Slate poults on a bronze base homozygous pure for slate ( 2 genes) strongly resemble white poults with the creamy white down replaced by a pale grey. The head is always light tan. Rarely, faint tan stripes ( similar to the stripes of a bronze) will be observed. They are the last category (light slate grey) that segregated out in the above example. Often, certain regions of the wings and tail feathers are nearly white on mature birds. Either of these two types (slates on a bronze base) were called slates or greys by the old breeders and usually further split into lights and darks.
As the results of the scientists were disseminated, efforts were pushed to develop slate turkeys of a more even tone, free of the "muddy" or "dirty" appearing brownish tones. One has to remember, that during this era, scientists and breeders worked hand-in-hand. The Standard breeders supplied the scientists with their birds and shared information freely. No one else even cared about it.
Once it had been determined that the grey (slate) gene really only had much of an effect on black pigment, a movement emerged in which the bronze base slates were crossed with black turkeys. The resulting poults had the characteristic down pattern of black poults. The head and face ("mask"), and sometimes the wing tips, are at least partly creamy white; which is always sharply separated from the grey down of the adjacent areas. These poults are usually "splattered" with small randomly scattered spots of intense blue approaching black. If the original slate parents carried only a single dose of grey (slate), an equal number of black poults occurred in this initial cross.

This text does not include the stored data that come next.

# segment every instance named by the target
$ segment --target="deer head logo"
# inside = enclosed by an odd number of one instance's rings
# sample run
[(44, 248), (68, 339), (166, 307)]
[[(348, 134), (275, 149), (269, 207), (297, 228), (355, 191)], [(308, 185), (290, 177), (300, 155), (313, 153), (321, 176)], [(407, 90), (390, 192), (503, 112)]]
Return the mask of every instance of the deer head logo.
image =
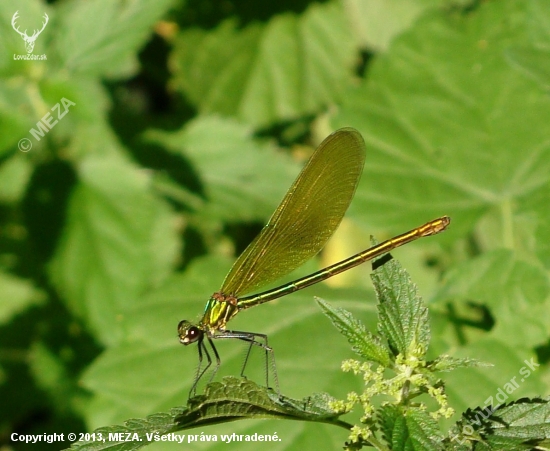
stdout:
[(42, 22), (42, 28), (40, 30), (34, 30), (34, 33), (32, 34), (32, 36), (27, 35), (27, 30), (25, 30), (24, 32), (19, 31), (19, 27), (15, 25), (15, 21), (17, 20), (18, 17), (19, 17), (19, 11), (15, 11), (15, 14), (11, 18), (11, 26), (15, 31), (17, 31), (21, 35), (21, 37), (25, 41), (25, 48), (27, 49), (27, 53), (32, 53), (32, 51), (34, 50), (34, 41), (36, 41), (36, 38), (38, 37), (38, 35), (42, 33), (44, 28), (46, 28), (46, 24), (48, 23), (49, 17), (46, 13), (44, 13), (44, 22)]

At maturity, these new slates had black flecks throughout the plumage. These flecks varied in size; and in some cases an entire feather was black. Breeders liked this "rich grey" appearance of these new slates on a black base and called them "blues" or "blue splashes". And then the confusion really started because many breeders also bred chickens. In chickens, blue refers to a heterozygous blue, and splash to a washed-out, splotchy homozygous light colored bird. But in turkeys they started calling the heterozygous bird blue splash.
Regardless, breeders disliked the black flecks.
When these blue splashes were intermated; blacks, bronzes, dark and light bronze-base slates (striped down), and blue splash and an even lighter blue (w/face masks) segregated out. These light black base slates were a very uniform pale bluish grey free of any flecks in the down. hence the name, "blues". However, these individuals when mature were somewhat paler in color than what appears to have been desired in the Standard at that time. The hens were particularly attractive with a uniform grey color with the faint white edging on the breast feathers. "Pearl grey" may have been a more appropriate choice of words? ? ?
The toms were not (and are not) as pleasing in appearance. A dark edging on the feathers sometimes created an uneven, blotchy appearance, even though they were free of the flecks of the heterozygous blue splashes. Some toms were more uniform than others, and careful selection for many years by the dedicated old breeders for, or against, minor modifying factors successfully produced more uniformily colored blue strains. These lighter colored clear feathered strains bred true. About this time Marsden and Martins book stimulated the switch from bronze base to black base slates to fit the Standard, but in those early editions they described the Standard slates and these new blues separately while suggesting the blue would be an acceptable show slate.